Pakistan will have to sort out its damaged relationship with the United States before the Pentagon will be able to restore "very significant" cuts in its military training there, the chairman of the Joint Chiefs of Staff said Thursday.
Adm. Mike Mullen, who just returned from meetings with Pakistani leaders, told reporters Islamabad remains committed to working with the U.S. but that it will take time to rebuild ties in the wake of the secret U.S. raid that killed Osama bin Laden deep within Pakistan's borders.
Tensions over the bin Laden raid frayed the already fragile relationship between Washington and Islamabad, including demands by Pakistan that the U.S. reduce its military presence in the country. The stand-off has triggered a series of high-level meetings to try to mend fences.
Mullen, who has focused on building ties with Pakistan during his four years on the job, was blunt in agreeing that "we're going through a pretty tough time right now and that's going to continue."
Over the past several years, the U.S. has steadily increased funding for its program to train members of Pakistan's Army and paramilitary Frontier Corps, pouring millions of dollars into efforts to boost counterinsurgency efforts against militants in safe havens along the Afghanistan border.
The program grew from a handful of trainers to well more than 100, out of the more than 270 military members that were based in Pakistan in recent months. After the bin Laden raid, however, the U.S. bowed to demands that many of the trainers leave.
Pakistani military leaders were embarrassed by the fact that U.S. special operations forces were able to helicopter in, storm bin Laden's compound in Abbottabad, kill the terror leader, collect computers and other evidence and leave _ all without the knowledge of Pakistan's military.
The episode, Mullen said, triggered a great deal of introspection.
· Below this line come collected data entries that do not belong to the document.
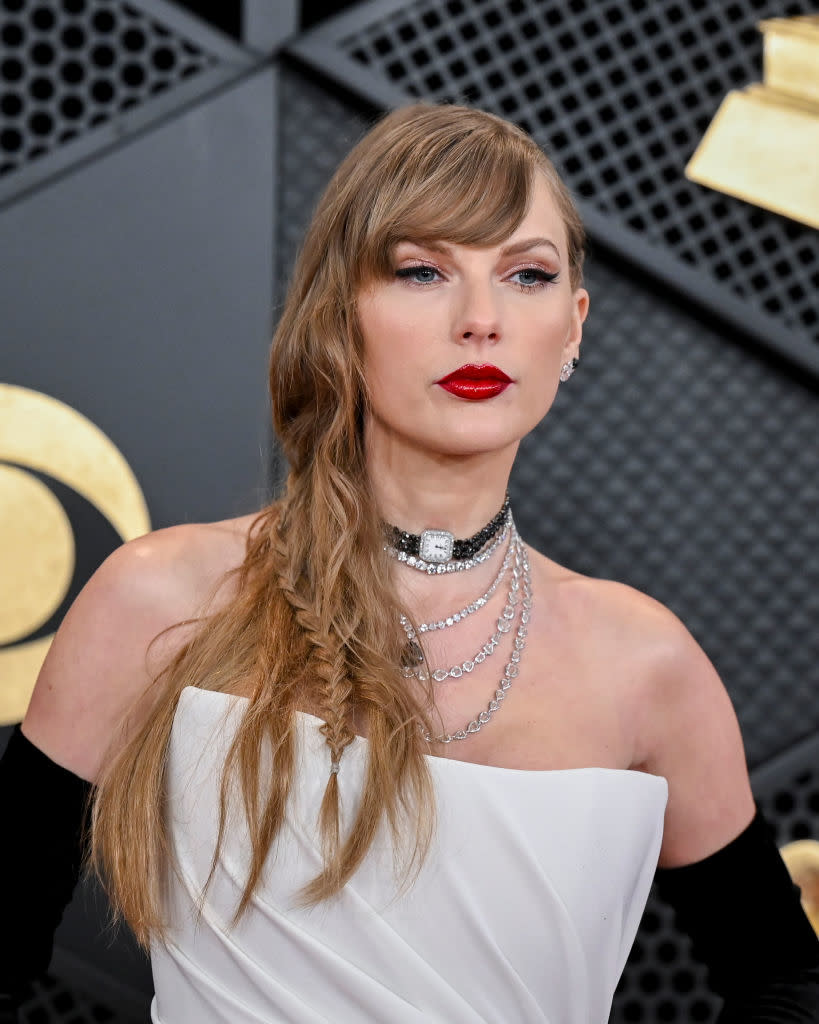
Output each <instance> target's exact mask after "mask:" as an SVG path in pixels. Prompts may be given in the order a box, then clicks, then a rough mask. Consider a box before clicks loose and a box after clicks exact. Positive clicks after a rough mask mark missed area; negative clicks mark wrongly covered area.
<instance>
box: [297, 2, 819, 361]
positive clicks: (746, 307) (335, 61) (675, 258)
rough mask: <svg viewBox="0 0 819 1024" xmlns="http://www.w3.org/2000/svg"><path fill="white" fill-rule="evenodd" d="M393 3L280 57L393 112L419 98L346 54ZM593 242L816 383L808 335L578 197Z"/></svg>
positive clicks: (379, 2)
mask: <svg viewBox="0 0 819 1024" xmlns="http://www.w3.org/2000/svg"><path fill="white" fill-rule="evenodd" d="M402 7H403V5H402V4H401V3H396V2H395V0H370V2H364V3H361V4H357V5H356V6H355V7H354V8H352V9H350V10H347V11H344V12H342V13H341V14H339V15H337V16H336V17H333V18H330V19H328V20H326V22H324V23H321V24H319V25H318V26H316V27H314V28H313V29H311V30H310V31H308V32H306V33H303V34H302V35H301V36H298V37H296V38H295V39H293V40H291V41H290V42H289V43H286V45H285V47H284V49H283V54H284V55H286V56H288V57H291V58H293V59H294V60H295V61H296V63H297V65H300V66H301V67H302V68H304V69H305V70H307V71H308V72H309V73H311V74H312V75H314V76H318V78H319V79H324V80H326V81H328V82H330V83H333V84H335V85H340V86H342V87H343V88H345V89H347V90H349V91H350V92H352V93H353V94H355V95H356V96H358V97H359V98H360V99H362V100H363V101H364V102H365V103H368V104H369V105H371V106H372V105H377V106H379V108H381V109H382V110H385V111H386V110H392V109H394V108H396V106H399V105H403V104H405V103H407V102H412V101H413V100H414V97H413V96H412V95H411V94H410V93H408V92H406V91H404V90H403V89H401V88H398V87H396V86H395V85H393V84H392V83H391V82H389V81H387V80H386V79H385V78H383V77H382V76H381V75H379V74H377V73H375V72H374V71H372V70H371V69H369V68H364V67H362V66H361V65H359V63H357V62H356V61H354V60H353V59H352V58H351V57H349V56H348V55H347V54H346V53H345V52H344V51H343V50H342V49H341V48H340V45H339V44H340V43H341V42H342V40H347V39H349V38H350V37H351V36H354V35H355V34H356V32H357V31H360V30H361V27H362V25H367V26H368V27H369V26H371V25H373V24H374V23H375V22H377V20H379V19H381V18H386V17H388V16H389V15H393V14H395V13H396V12H398V11H399V10H401V8H402ZM577 206H578V209H579V212H580V215H581V216H583V218H584V221H585V223H586V225H587V229H588V232H589V238H590V242H591V243H592V245H594V243H595V242H598V243H600V244H602V246H603V247H605V248H606V249H608V250H609V251H610V252H612V253H615V254H616V256H617V260H618V262H620V264H624V265H628V266H631V267H632V268H634V269H636V270H638V271H640V272H641V273H642V274H646V275H648V276H649V278H651V279H653V280H655V281H657V282H660V283H661V284H662V285H663V286H664V287H666V288H670V289H671V290H672V291H673V292H674V293H676V294H677V295H678V296H679V297H680V300H681V301H683V302H685V303H686V304H687V305H689V306H690V305H691V304H693V305H694V306H696V307H697V308H699V309H700V310H701V311H702V312H703V313H705V314H706V315H707V317H708V319H709V321H710V322H716V324H722V325H725V326H726V327H729V328H730V329H731V330H732V333H734V332H736V333H738V335H739V338H740V340H742V341H744V342H745V343H748V344H749V345H750V346H752V347H759V348H762V349H764V350H766V351H768V352H772V353H773V354H774V355H775V356H776V357H778V358H783V359H785V360H786V361H788V362H790V364H791V365H792V366H794V367H795V368H798V369H799V370H801V371H804V372H806V373H808V374H809V375H810V376H811V377H812V378H814V379H819V346H817V344H816V343H815V341H814V340H813V339H812V338H811V336H810V335H809V334H807V333H806V332H803V331H801V330H798V329H789V328H788V327H786V326H785V325H783V324H782V323H781V322H780V321H779V319H777V318H776V317H775V316H773V315H771V314H770V313H768V312H767V311H766V310H764V309H762V308H760V307H759V306H756V305H755V306H750V305H749V304H748V303H747V301H745V300H743V298H742V297H740V296H739V295H737V294H736V293H735V292H734V291H733V290H731V289H730V288H727V287H722V286H720V285H719V284H718V283H717V282H716V281H715V279H714V278H713V276H712V275H710V274H708V273H707V272H706V271H705V270H702V269H697V268H696V267H692V266H691V265H690V264H688V263H686V262H685V261H684V260H682V259H679V258H677V257H676V256H675V255H673V254H672V253H671V252H670V251H669V250H667V249H666V248H664V247H663V246H661V245H657V244H655V243H654V242H650V241H648V240H647V239H646V238H645V237H644V236H643V234H641V233H640V232H639V231H637V230H635V229H633V228H631V227H630V226H628V225H627V224H623V223H622V222H621V221H620V220H618V219H616V218H614V217H612V216H609V215H608V214H606V213H605V212H603V211H602V210H601V209H599V207H597V206H596V205H595V204H594V202H593V201H589V200H584V199H578V201H577Z"/></svg>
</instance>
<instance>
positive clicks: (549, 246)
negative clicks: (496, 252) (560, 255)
mask: <svg viewBox="0 0 819 1024" xmlns="http://www.w3.org/2000/svg"><path fill="white" fill-rule="evenodd" d="M540 246H548V247H549V248H550V249H554V250H555V254H556V255H557V256H559V255H560V250H559V249H558V247H557V246H556V245H555V243H554V242H553V241H552V240H551V239H523V240H522V241H521V242H516V243H515V244H514V245H511V246H504V248H503V249H502V250H501V251H502V253H503V254H504V256H514V255H515V254H516V253H524V252H528V251H529V249H537V248H538V247H540Z"/></svg>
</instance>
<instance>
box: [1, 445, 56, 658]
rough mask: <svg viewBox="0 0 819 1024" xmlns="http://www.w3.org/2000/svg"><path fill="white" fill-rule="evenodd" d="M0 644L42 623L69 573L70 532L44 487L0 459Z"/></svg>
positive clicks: (23, 634) (52, 497)
mask: <svg viewBox="0 0 819 1024" xmlns="http://www.w3.org/2000/svg"><path fill="white" fill-rule="evenodd" d="M0 495H2V496H3V500H2V502H1V503H0V538H2V541H1V542H0V543H1V544H2V547H3V571H2V572H0V644H7V643H14V642H15V641H16V640H21V639H23V638H24V637H27V636H29V635H30V634H32V633H34V632H35V631H36V630H37V629H39V628H40V627H41V626H42V625H43V623H46V622H48V620H49V618H50V617H51V615H52V614H53V612H54V611H56V609H57V608H58V607H59V604H60V601H61V600H62V598H63V597H64V596H66V592H67V591H68V589H69V585H70V584H71V580H72V575H73V574H74V531H73V530H72V528H71V523H70V522H69V517H68V516H67V515H66V512H64V511H63V509H62V506H61V505H60V504H59V502H58V501H57V499H56V498H55V497H54V496H53V495H52V494H51V492H50V490H49V489H48V487H47V486H46V485H45V484H44V483H41V482H40V481H39V480H38V479H37V477H36V476H32V475H31V474H30V473H27V472H26V471H25V470H23V469H17V468H16V467H14V466H3V465H2V464H0Z"/></svg>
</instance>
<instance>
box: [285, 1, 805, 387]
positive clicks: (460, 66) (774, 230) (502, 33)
mask: <svg viewBox="0 0 819 1024" xmlns="http://www.w3.org/2000/svg"><path fill="white" fill-rule="evenodd" d="M814 6H815V5H813V4H812V3H810V0H796V2H787V3H782V2H778V0H733V2H730V3H716V2H707V0H670V2H664V3H649V2H648V0H569V2H566V0H507V2H501V0H470V2H467V0H446V2H444V0H420V2H416V3H412V4H403V3H400V4H399V3H397V2H396V3H392V4H390V3H385V2H383V0H382V2H376V3H371V4H364V5H362V6H361V7H360V8H359V10H358V11H357V12H354V13H353V14H351V15H345V16H342V17H341V18H339V19H338V20H337V22H335V23H333V24H331V25H329V26H327V27H322V28H321V29H319V30H318V31H317V32H316V33H314V34H313V35H312V36H311V37H308V38H306V39H304V40H303V41H301V42H299V43H298V44H296V45H295V46H294V48H293V49H294V52H295V53H298V54H299V55H300V56H301V57H303V58H306V59H311V58H312V59H314V62H315V65H316V67H318V66H319V65H320V67H321V69H322V71H324V73H325V74H331V75H333V76H334V77H336V78H339V79H340V80H342V81H345V82H346V83H348V84H350V85H352V86H354V87H355V88H358V89H359V90H370V91H371V93H372V95H373V97H374V98H379V97H380V98H381V101H382V102H383V103H385V104H387V105H389V104H391V103H394V102H396V101H398V99H397V98H396V97H398V96H401V95H402V96H403V97H404V98H405V99H410V98H412V97H413V96H416V97H421V98H427V99H435V100H447V101H467V102H469V103H473V104H475V105H478V106H482V108H484V109H486V110H490V111H494V112H495V113H499V114H501V115H503V116H505V117H508V118H511V119H512V120H515V121H517V122H518V123H519V124H521V125H523V126H524V127H525V128H526V129H527V130H529V131H530V132H531V133H532V134H533V135H534V137H535V138H537V139H538V141H541V142H542V143H544V144H545V145H546V146H547V148H548V150H549V152H550V154H551V155H552V156H553V158H554V159H555V160H556V162H557V163H558V165H559V167H560V168H561V170H562V171H563V173H564V175H565V177H566V179H567V181H568V182H569V184H570V185H571V187H572V188H573V189H574V190H575V193H576V194H577V196H578V197H579V199H580V202H581V204H584V207H585V211H584V212H586V214H587V219H588V220H590V221H591V219H592V215H594V225H595V227H596V229H597V230H598V231H602V232H603V233H604V234H606V236H608V238H609V240H615V241H616V244H617V245H618V246H619V247H620V248H622V249H626V250H628V249H629V247H630V245H631V244H633V245H634V247H635V252H637V250H638V249H639V250H640V254H641V259H642V261H643V263H644V264H645V265H647V266H652V259H651V255H650V252H646V251H644V249H643V247H648V249H649V250H651V249H653V250H655V251H656V253H657V257H656V260H655V261H653V262H654V265H653V266H652V269H653V270H654V271H655V272H658V273H661V274H662V275H663V276H665V278H666V280H669V281H670V282H672V283H673V284H674V283H675V280H676V281H677V284H678V285H682V283H683V282H685V287H686V290H687V292H688V293H689V294H692V295H693V296H694V297H695V298H697V299H698V300H701V301H703V302H706V303H708V304H709V305H710V306H712V307H714V308H715V309H718V310H719V309H720V307H721V306H722V309H723V312H727V311H728V310H729V308H730V310H731V311H732V315H733V313H736V318H737V319H740V321H742V322H743V324H744V327H745V329H746V330H747V331H749V332H753V333H755V334H757V335H758V336H761V337H762V338H763V340H764V339H765V338H766V337H767V338H768V341H772V340H773V337H774V335H776V336H777V345H778V347H780V348H784V349H785V350H789V351H791V352H792V353H793V354H794V356H795V357H799V358H800V359H801V361H802V362H803V365H805V364H806V362H808V364H810V365H811V366H812V367H813V368H814V369H816V368H819V353H817V351H816V348H815V347H814V348H813V349H812V350H811V348H810V346H807V348H806V346H805V345H804V344H803V345H801V344H800V343H799V342H798V341H796V339H798V338H802V339H803V341H804V342H807V339H809V338H812V339H813V340H814V342H816V341H819V306H818V305H817V300H816V294H817V290H819V234H817V232H816V231H813V230H811V229H810V228H808V227H806V226H804V225H801V224H798V223H796V222H794V221H790V220H787V219H786V218H783V217H779V216H777V215H775V214H772V213H769V212H768V211H764V210H760V209H757V208H755V207H751V206H749V205H748V204H745V203H742V202H741V201H739V200H735V199H732V198H730V197H727V196H723V195H721V194H719V193H715V191H713V190H710V189H707V188H704V187H702V186H700V185H696V184H694V183H692V182H689V181H687V180H686V179H685V177H684V173H683V170H684V167H685V164H686V163H687V161H688V159H689V158H690V156H691V155H692V153H693V151H694V148H695V146H696V144H697V142H698V141H699V139H700V138H701V136H702V134H703V132H704V130H705V128H706V127H707V125H708V123H709V121H710V119H712V117H713V115H714V113H715V112H716V110H717V108H718V105H719V103H720V101H721V99H722V98H723V96H725V94H726V93H727V92H728V91H729V89H731V88H735V87H737V86H741V85H743V84H747V83H749V82H753V81H759V80H761V78H762V60H761V37H760V35H759V33H758V31H757V29H756V23H757V22H758V20H759V19H760V18H762V17H765V16H773V15H785V14H787V15H790V14H800V13H806V12H808V11H810V10H812V9H813V8H814ZM630 239H631V240H632V243H630ZM675 266H676V267H677V269H676V270H675ZM692 269H694V270H696V271H698V273H696V274H695V275H694V276H693V278H689V272H690V271H691V270H692ZM697 280H698V282H699V284H698V285H697ZM737 298H740V299H741V300H742V303H745V304H746V305H745V312H744V313H743V312H742V310H741V308H738V307H737V305H736V304H735V303H736V300H737ZM749 310H752V311H749ZM755 317H756V321H755ZM759 317H762V319H761V321H760V319H759ZM766 332H767V335H766ZM806 351H807V353H808V354H806ZM811 351H812V354H811Z"/></svg>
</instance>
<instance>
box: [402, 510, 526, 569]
mask: <svg viewBox="0 0 819 1024" xmlns="http://www.w3.org/2000/svg"><path fill="white" fill-rule="evenodd" d="M511 522H512V514H511V513H510V512H507V513H506V522H505V525H504V528H503V530H502V531H501V532H500V534H499V535H498V536H497V537H495V539H494V540H493V541H492V542H491V544H489V546H488V547H487V548H484V549H483V551H481V552H480V554H477V555H475V556H474V558H467V559H465V560H463V561H462V560H460V559H450V560H449V561H448V562H430V561H425V560H424V559H423V558H417V557H416V556H415V555H407V554H406V552H405V551H398V549H397V548H393V547H392V546H391V545H389V544H385V545H384V550H385V551H386V552H387V554H388V555H389V556H390V558H395V559H396V560H397V561H399V562H403V563H404V564H406V565H410V566H411V567H412V568H414V569H418V570H419V571H420V572H426V573H427V574H428V575H437V574H440V573H442V572H464V571H465V570H466V569H472V568H474V567H475V566H476V565H480V564H481V563H482V562H485V561H486V559H487V558H489V557H490V556H491V555H492V554H493V552H494V551H495V550H497V548H498V547H499V546H500V545H501V544H503V543H504V541H505V540H506V539H507V538H508V537H509V528H510V523H511Z"/></svg>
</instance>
"They're going to have to finish that before we get back to a point where we are doing any kind of significant training with them," he said. And for right now, he said, "it's a very significant cutback in trainers."
A key point of debate is Pakistan's inability or unwillingness to go after militants in North Waziristan, an al-Qaida stronghold and a base for the Haqqani network, a deadly faction of the Afghan Taliban.
Reports that the Pakistan military may be preparing a move in North Waziristan were dismissed as untrue by U.S. military leaders earlier this week. And while Mullen said success in the Afghan war depends in part on routing out insurgents in North Waziristan, he acknowledged that Pakistan had made no specific pledge to do that in the near future.
"We recognize that North Waziristan and the Haqqani network are central to a long-term solution with respect to instability and terrorism in that area," he told military reporters during a breakfast meeting.
Asked about the Haqqani network, Mullen said that while part of the solution is the "take them off the battlefield," he has not ruled out reconciliation with parts of the group. Some, he said, will not be able to be integrated into Afghan society while others may be open to it.
Mullen said that despite the U.S.-Islamabad tensions, Pakistan troops have continued to work with U.S. forces in the border regions of eastern Afghanistan. And he touted that as a positive sign amid the turmoil.
Mullen, who is wrapping up four years as chairman, took a long view of the U.S.-Pakistan relationship, which had eroded during the 1990s and has been slow to rebuild. He said his investment in the issue paid off during the recent dustup because it "would have been almost impossible" to pick up the phone and call Islamabad leaders in the middle of the crisis if that new foundation had not been developed.
"From my perspective, this is not the time to condemn each other. It's time to recognize the situation we're in and try to figure out a way to work with each other," said Mullen. "The worst thing we could do is cut them off. ... We are not living in a world where we can afford to be not engaged in a place like this."